Something I’m looking for and not finding is an estimate of the effective marginal tax rates on people in the exchanges who are eligible for subsidies. A problem with means-testing programs is that as you earn more income, your benefits go away, meaning that effectively you’re paying a pretty high tax on each additional dollar earned. Your company giveth, and Uncle Sam taketh away.
That got me curious. The subsidies are calculated so that you never have to pay more than a certain percentage of your income in health premiums.
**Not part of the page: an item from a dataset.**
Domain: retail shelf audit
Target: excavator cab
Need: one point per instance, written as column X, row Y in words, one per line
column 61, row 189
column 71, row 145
That percentage rises with income according to a formula, so it’s pretty easy to figure out the subsidy at different income levels and then calculate the effective marginal tax rate caused by the fact that the subsidy level goes down.
I used the Kaiser subsidy calculator to get the subsidy for a family of three at various income levels. (The exact subsidy level varies depending on family size, but this provides a pretty good estimate for an average family.) As you can see, as you gain more income, you get less subsidy, which produces an effective marginal tax rate of 12-16 percent at most income levels. When your income gets high enough, the subsidies are so low that there isn’t much left to lose, so the effective marginal rate goes down. At 400 percent of the poverty level, the subsidies decline to zero.
The moral of this story, of course, is that you should avoid means testing if you can, since it provides a negative incentive to earn more money. Unfortunately, means testing is often the only practical way of providing benefits to the poor, so we put up with it even though everyone agrees it’s suboptimal. However, in the case of health care we could solve this problem easily by simply adopting a national health care plan that provided coverage for everyone at no charge. Since it’s a flat benefit, it wouldn’t distort work incentives. Taxes would have to go up to pay for this, of course, but those taxes would almost certainly produce less distortion at low income levels than Obamacare does.
Someday we might have a sensible system like that. Someday.